American Army officer and photographer

Albert William Stevens (March 13, 1886 – March 26, 1949) was an officer of the United States Army Air Corps, balloonist, and aerial photographer.

== Biography ==
He was born on March 13, 1886, in Belfast, Maine. He graduated from the University of Maine in 1909 with a master's degree in electrical engineering.

While flying over South America in 1930, Stevens took the first photograph of the Earth in a way that the horizon's curvature is visible. To photograph through haze, Stevens often employed infrared-sensitive film for long-distance aerial photography.

Accompanied by Lieutenant Charles D. McAllister of the Army Air Corps, Stevens took the first photograph of the Moon's shadow projected onto the Earth during a solar eclipse in August 1932.

On July 29, 1934, Stevens and two other Army Air Corps officers, Major William Kepner and Captain Orvil Arson Anderson, ascended in a specially-constructed balloon and gondola named Explorer I over north-western Nebraska in an attempt to exceed the current altitude record for manned flight. However, nearing the current record height, the balloon envelope ruptured, sending the gondola plunging to earth.

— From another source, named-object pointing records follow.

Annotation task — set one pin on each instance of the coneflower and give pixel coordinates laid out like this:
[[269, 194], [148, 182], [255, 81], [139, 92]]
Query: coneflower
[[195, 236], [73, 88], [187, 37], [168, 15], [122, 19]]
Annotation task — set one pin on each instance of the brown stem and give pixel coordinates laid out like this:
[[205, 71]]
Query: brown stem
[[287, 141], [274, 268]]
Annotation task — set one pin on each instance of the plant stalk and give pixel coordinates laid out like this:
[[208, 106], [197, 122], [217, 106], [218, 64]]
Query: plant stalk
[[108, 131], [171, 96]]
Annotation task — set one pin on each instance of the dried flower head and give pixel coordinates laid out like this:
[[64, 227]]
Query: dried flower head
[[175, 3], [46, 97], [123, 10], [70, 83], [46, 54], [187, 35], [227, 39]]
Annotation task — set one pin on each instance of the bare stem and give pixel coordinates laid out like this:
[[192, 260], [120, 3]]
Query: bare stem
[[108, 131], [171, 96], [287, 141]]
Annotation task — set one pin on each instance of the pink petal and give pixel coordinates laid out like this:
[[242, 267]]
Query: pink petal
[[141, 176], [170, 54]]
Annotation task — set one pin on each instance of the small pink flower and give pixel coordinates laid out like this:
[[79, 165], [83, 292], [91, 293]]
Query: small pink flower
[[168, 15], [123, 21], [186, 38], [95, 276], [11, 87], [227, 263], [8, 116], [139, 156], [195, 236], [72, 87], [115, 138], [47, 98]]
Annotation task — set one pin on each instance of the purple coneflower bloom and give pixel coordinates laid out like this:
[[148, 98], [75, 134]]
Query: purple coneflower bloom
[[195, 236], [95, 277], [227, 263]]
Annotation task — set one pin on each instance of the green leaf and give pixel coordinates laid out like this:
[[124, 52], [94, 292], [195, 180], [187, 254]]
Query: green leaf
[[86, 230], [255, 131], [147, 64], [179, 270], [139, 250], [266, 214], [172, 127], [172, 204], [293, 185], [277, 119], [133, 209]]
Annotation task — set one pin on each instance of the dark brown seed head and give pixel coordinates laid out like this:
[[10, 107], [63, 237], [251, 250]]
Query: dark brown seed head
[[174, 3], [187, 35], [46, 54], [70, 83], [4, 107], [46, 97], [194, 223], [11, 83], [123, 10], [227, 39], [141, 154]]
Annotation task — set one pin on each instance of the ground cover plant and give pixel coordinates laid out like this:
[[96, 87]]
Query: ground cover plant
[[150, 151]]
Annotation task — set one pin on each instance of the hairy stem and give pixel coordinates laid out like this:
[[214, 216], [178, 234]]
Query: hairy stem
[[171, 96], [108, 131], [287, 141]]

All three crew were able to eventually exit and parachute to earth before the gondola crashed into a farm field.

On November 11, 1935, Stevens, along with Captain Anderson, made a record balloon ascent from the "Stratobowl" (a natural depression) near Rapid City, South Dakota. There were 20,000 spectators, while millions of people listened to a live NBC radio broadcast. Their sealed gondola Explorer II floated to 72395 ft, nearly 14 mi, a world altitude record unequaled until 1946 and a balloon record unequaled until 1956.

Stevens was twice awarded the Distinguished Flying Cross – one award for each of his two famous balloon flights.

He died on March 26, 1949, in Redwood City, California.